Alternative Alt-Doc and Prime Low-Doc Options
When full-doc is out of reach, an alt-doc product with a lower margin may still reduce the interest bill. Pepper Money’s Prime Alt Doc, as at 1 March 2024, uses 12 months of BAS statements and an accountant’s declaration to confirm income, charging a rate of 6.79% p.a. variable (LVR ≤ 70%), 45 basis points below its standard low-doc rate. Liberty’s Super Prime alt-doc product accepts one year of company financials and a declaration from a registered tax agent at a rate of 6.49% p.a. as at 19 April 2024. La Trobe offers a “lite-doc” option that uses six months of bank statements to verify income at a variable rate of 7.39% p.a. These alternatives can serve as a bridge until a second solid tax return is available.
Actionable Takeaways
- Obtain your 2022–23 and 2023–24 tax returns and Notices of Assessment now; if a return has not been lodged, file it before applying to any full-doc lender.
- Ask a broker for a rate-sheet comparison that lists the exact full-doc rate you would qualify for against your current low-doc rate, so the savings are visible in dollar terms.
- Target an LVR at or below 70% to avoid risk fees at La Trobe (0.75% risk fee applies above 70%) and Bluestone (where the LVR cap is 70% for no-risk-margin deals).

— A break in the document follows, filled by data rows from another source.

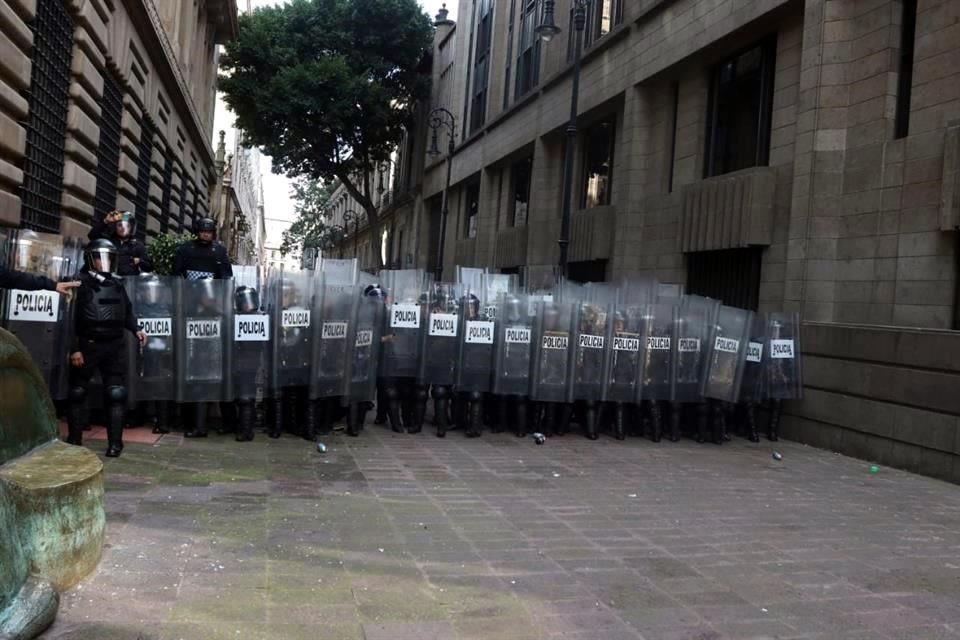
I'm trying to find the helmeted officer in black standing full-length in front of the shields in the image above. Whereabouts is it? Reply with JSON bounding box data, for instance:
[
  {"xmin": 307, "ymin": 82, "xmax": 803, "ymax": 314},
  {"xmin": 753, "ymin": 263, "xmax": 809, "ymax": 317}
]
[{"xmin": 67, "ymin": 239, "xmax": 147, "ymax": 458}]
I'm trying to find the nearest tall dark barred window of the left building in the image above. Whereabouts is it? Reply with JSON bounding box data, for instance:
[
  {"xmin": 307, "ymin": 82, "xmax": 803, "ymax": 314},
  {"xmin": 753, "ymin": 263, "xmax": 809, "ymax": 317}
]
[{"xmin": 20, "ymin": 0, "xmax": 73, "ymax": 233}]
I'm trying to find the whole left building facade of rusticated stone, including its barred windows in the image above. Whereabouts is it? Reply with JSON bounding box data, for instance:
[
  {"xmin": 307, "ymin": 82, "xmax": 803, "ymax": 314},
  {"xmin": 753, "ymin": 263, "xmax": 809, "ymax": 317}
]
[{"xmin": 0, "ymin": 0, "xmax": 237, "ymax": 238}]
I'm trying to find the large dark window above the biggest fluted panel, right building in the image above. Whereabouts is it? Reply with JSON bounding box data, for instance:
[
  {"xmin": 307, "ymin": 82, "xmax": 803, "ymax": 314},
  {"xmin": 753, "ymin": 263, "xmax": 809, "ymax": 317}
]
[{"xmin": 705, "ymin": 38, "xmax": 776, "ymax": 178}]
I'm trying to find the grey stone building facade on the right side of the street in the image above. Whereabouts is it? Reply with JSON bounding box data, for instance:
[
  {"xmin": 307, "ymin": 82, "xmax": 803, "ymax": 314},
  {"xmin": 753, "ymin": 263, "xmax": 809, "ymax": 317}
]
[{"xmin": 404, "ymin": 0, "xmax": 960, "ymax": 481}]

- If your income has dipped in the most recent year, request your accountant to isolate non-recurring expenses and prepare a detailed add-back schedule; this can lift your assessable income by $15,000–$25,000.
- Where only one strong tax return exists, negotiate an alt-doc or prime low-doc product with a margin of 60–90 basis points above the full-doc equivalent; then commit to refinancing again once the second consecutive year is lodged.